The Rand Corp.'s counterterrorism office has been studying captured al-Qaida literature and speeches over the last year -- the so-called Harmony documents seized in Afghanistan and dating back to the mid-1980s -- and has arrived at a very different conclusion.

"Today, al-Qaida is also frequently spoken of as it if is in retreat: a broken and beaten organization incapable of mounting further attacks on its own and instead having devolved operational authority either to its carious affiliates and associated or to entirely organically produced, homegrown, terrorist entities. Nothing could be further from the truth," Hoffman told the committee.

The Afghan attack "pulverized" al-Qaida, Hoffman told United Press International Wednesday.

"I think we did do that, but this is a movement with enormous regenerative capacity -- its message resonates, and it's not wanting for volunteers," Hoffman said. "They've adapted and adjusted to even our most consequential countermeasures."

In the ensuing four years since the attack, the organization has evolved into what bin Laden set out to create: a fractured, worldwide movement inspired by bin Laden and united by a single vision, as well as a central organization that continues to direct the implementation of terrorist attacks.

"To the idea al-Qaida is on the run -- how can that be if al-Qaida was directly responsible for the most consequential terrorist incident of the last year? (The London bombings) was not Sept. 11 but it was still a very significant attack," Hoffman said. "It's wishful thinking."

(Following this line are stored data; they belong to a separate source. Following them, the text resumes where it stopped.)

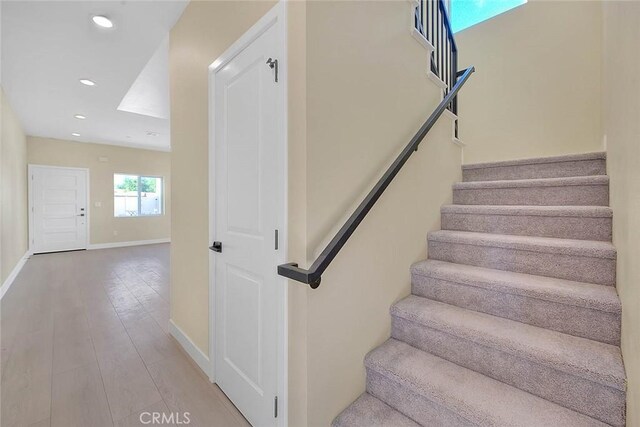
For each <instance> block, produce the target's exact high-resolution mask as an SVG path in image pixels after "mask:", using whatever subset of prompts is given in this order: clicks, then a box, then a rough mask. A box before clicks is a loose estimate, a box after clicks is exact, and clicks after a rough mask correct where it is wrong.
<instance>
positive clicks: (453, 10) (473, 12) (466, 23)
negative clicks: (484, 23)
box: [451, 0, 527, 33]
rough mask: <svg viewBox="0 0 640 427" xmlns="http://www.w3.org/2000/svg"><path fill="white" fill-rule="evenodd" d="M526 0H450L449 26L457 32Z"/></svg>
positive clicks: (452, 29)
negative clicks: (449, 16)
mask: <svg viewBox="0 0 640 427" xmlns="http://www.w3.org/2000/svg"><path fill="white" fill-rule="evenodd" d="M526 2H527V0H451V28H452V30H453V32H454V33H457V32H458V31H460V30H464V29H465V28H469V27H470V26H472V25H475V24H477V23H478V22H482V21H486V20H487V19H491V18H493V17H494V16H496V15H500V14H501V13H504V12H506V11H507V10H510V9H513V8H514V7H518V6H520V5H522V4H525V3H526Z"/></svg>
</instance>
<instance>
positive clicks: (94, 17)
mask: <svg viewBox="0 0 640 427" xmlns="http://www.w3.org/2000/svg"><path fill="white" fill-rule="evenodd" d="M91 20H92V21H93V23H94V24H96V25H97V26H99V27H102V28H113V21H111V19H109V18H107V17H106V16H103V15H95V16H94V17H92V18H91Z"/></svg>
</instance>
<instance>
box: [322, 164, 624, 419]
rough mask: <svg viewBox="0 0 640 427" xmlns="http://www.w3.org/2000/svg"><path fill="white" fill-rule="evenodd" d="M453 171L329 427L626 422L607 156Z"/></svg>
mask: <svg viewBox="0 0 640 427" xmlns="http://www.w3.org/2000/svg"><path fill="white" fill-rule="evenodd" d="M462 175H463V182H459V183H456V184H454V185H453V204H452V205H447V206H443V207H442V209H441V228H442V229H441V230H440V231H433V232H430V233H429V234H428V236H427V252H428V259H426V260H423V261H420V262H416V263H414V264H413V265H412V266H411V280H412V295H410V296H408V297H406V298H405V299H403V300H401V301H398V302H397V303H395V304H394V305H393V306H392V307H391V318H392V329H391V331H392V332H391V338H390V339H389V340H387V341H386V342H385V343H383V344H382V345H380V346H379V347H377V348H375V349H374V350H372V351H371V352H370V353H369V354H367V355H366V357H365V360H364V365H365V369H366V373H367V382H366V392H365V393H363V394H362V395H361V396H360V397H359V398H358V399H357V400H356V401H355V402H354V403H352V404H351V405H349V406H348V407H347V408H346V409H345V410H344V411H343V412H342V413H341V414H339V415H338V417H337V418H336V419H335V420H334V422H333V424H332V426H333V427H365V426H366V427H370V426H371V427H375V426H379V427H401V426H402V427H416V426H417V425H420V426H436V427H438V426H443V427H445V426H447V427H448V426H454V427H455V426H504V427H507V426H509V427H511V426H531V427H539V426H545V427H546V426H563V427H573V426H575V427H589V426H600V427H604V426H607V425H609V426H616V427H618V426H620V427H621V426H624V425H625V416H626V413H625V410H626V374H625V371H624V365H623V361H622V356H621V353H620V348H619V344H620V323H621V304H620V299H619V298H618V295H617V293H616V290H615V281H616V257H617V256H616V251H615V247H614V246H613V244H612V243H611V238H612V211H611V209H610V208H609V207H608V205H609V178H608V177H607V176H606V154H605V153H587V154H579V155H570V156H559V157H553V158H535V159H523V160H514V161H506V162H494V163H485V164H475V165H464V166H463V167H462Z"/></svg>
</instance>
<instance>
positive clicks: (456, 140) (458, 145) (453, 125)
mask: <svg viewBox="0 0 640 427" xmlns="http://www.w3.org/2000/svg"><path fill="white" fill-rule="evenodd" d="M442 115H443V116H444V117H447V118H448V119H449V120H451V142H453V143H454V144H456V145H457V146H459V147H461V148H462V147H464V146H465V145H466V144H465V143H464V142H463V141H461V140H460V139H458V138H456V120H458V116H457V115H455V114H453V113H452V112H451V110H449V109H445V110H444V112H443V113H442Z"/></svg>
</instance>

Moreover, it was carried out by an al-Qaida cell British intelligence -- one of the best counter-terrorist forces in the world -- knew nothing about.

"Why should we assume this is the only group of al-Qaida operatives in the world we don't know about?" Hoffman said.

"There's a proclivity to look at (recent) terrorist activity as homegrown threats. 'It's not al-Qaida so we don't really have to worry about it,'" he said. "There are perils to complacency."

Hoffman advocates a flexible, adaptable approach to the enemy. The Pentagon has come to grips with what it needs to do -- mount a massive counterinsurgency fight that encompasses not just military action but economic development, humanitarian help and, most importantly, information operations. The rest of the government is not engaged, however, and needs to be. It will be at least a decade-long fight, and it has not yet begun.

"(Islamist) radicalization is increasing rather than decreasing," Hoffman said. "This is not a fight against the current generation of terrorist, and the next generation is already indoctrinated. What we need to be doing is not fighting the generation after this."

Hoffman believes the United States has ceded the Internet and its propaganda to the terrorists -- there is very little effort to counter the information promulgated by al-Qaida and its affiliates. While it might do nothing to affect those already committed to violence, extremists might yet be swayed if they have contrary, verifiable information.

And there is one resource that could help shape what that message should be that is not being tapped -- the hundreds or thousands of prisoners held in the war on terror. They are regularly pumped for tactical intelligence. However, unlike the effort during the Vietnam war to build a complete understanding to the Viet Cong -- what motivates them to join, how they train and recruit -- no similar intelligence effort is underway with the new enemy, Hoffman said.

"There is nothing looking to mine this kind of information," he said. "Consequently we are clearly failing, and also not targeting public diplomacy."